Closed krzischp closed 3 years ago
You can use the .computeDataUpTo
method on OpWorkflow
(instead of .train
) for this.
Thanks for replying quickly! So I wrote
val df = new OpWorkflow()
.setInputDataset(passengersData)
.setResultFeatures(pred)
.computeDataUpTo(checkedFeatures)
But as I get a dataframe instead of a model (in the previous code), I cannot access the feature importances nor the statistics that I would access using
model.modelInsights(pred)
or
val metadata = fittedWorkflow.getOriginStageOf(checkedFeatures).getMetadata()
val summaryData = SanityCheckerSummary.fromMetadata(metadata.getSummaryMetadata())
Is there a way to get those informations (selected features + correlation statistics, etc) with no model training?
I'm not sure this is possible.

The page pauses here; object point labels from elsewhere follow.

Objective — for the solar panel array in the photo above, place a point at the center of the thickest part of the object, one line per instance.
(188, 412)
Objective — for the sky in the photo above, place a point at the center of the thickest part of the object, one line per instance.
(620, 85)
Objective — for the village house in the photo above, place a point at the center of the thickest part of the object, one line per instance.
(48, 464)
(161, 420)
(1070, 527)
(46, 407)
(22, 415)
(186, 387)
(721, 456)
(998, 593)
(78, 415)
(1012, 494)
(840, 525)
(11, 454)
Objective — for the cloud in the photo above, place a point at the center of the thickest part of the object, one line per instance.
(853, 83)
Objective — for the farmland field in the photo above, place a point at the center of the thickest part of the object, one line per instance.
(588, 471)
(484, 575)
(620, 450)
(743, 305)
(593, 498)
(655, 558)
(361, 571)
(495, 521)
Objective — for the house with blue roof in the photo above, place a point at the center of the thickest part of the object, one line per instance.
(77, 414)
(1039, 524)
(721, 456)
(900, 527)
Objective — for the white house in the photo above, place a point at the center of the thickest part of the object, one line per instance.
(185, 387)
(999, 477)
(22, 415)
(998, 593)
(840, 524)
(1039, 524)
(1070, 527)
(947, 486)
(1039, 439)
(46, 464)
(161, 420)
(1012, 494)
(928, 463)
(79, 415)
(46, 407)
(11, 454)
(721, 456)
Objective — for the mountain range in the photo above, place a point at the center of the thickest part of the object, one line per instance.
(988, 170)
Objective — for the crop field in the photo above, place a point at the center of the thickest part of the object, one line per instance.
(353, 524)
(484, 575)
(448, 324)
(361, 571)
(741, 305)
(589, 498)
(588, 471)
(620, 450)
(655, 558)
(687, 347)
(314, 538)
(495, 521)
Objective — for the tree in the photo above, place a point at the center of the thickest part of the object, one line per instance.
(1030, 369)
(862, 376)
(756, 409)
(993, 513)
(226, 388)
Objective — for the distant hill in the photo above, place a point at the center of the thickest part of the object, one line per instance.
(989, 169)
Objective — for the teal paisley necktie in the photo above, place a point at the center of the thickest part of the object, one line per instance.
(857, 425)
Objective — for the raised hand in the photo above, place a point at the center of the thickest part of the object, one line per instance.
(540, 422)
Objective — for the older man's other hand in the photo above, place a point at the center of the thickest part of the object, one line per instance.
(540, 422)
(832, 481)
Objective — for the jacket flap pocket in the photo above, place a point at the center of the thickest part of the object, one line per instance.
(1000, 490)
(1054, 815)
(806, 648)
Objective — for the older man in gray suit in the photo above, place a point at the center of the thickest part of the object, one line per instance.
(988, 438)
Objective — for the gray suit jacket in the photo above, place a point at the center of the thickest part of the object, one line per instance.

Going through ModelInsights
is by far the easiest solution.
In order to reduce training times, you can override and reduce the grid of models and hyperparameters trained, as such:
val lr = new OpLogisticRegression()
val models = Seq(lr -> new ParamGridBuilder().addGrid(lr.regParam, Array(0.1)).build())
BinaryClassificationModelSelector.withCrossValidation(modelsAndParameters = models)
// Automated feature validation and selection
val checkedFeatures = survived.sanityCheck(featureVector, removeBadFeatures = true)
// Setting up a TransmogrifAI workflow and training the model
val model = new OpWorkflow().setInputDataset(passengersData).setResultFeatures( checkedFeatures).train()
println("Model summary:\n" + model.modelInsights(checkedFeatures))
Should do it - basically the feature you pass in as a result will be the final one computed up to and you can get insights up to whatever level the DAG computes.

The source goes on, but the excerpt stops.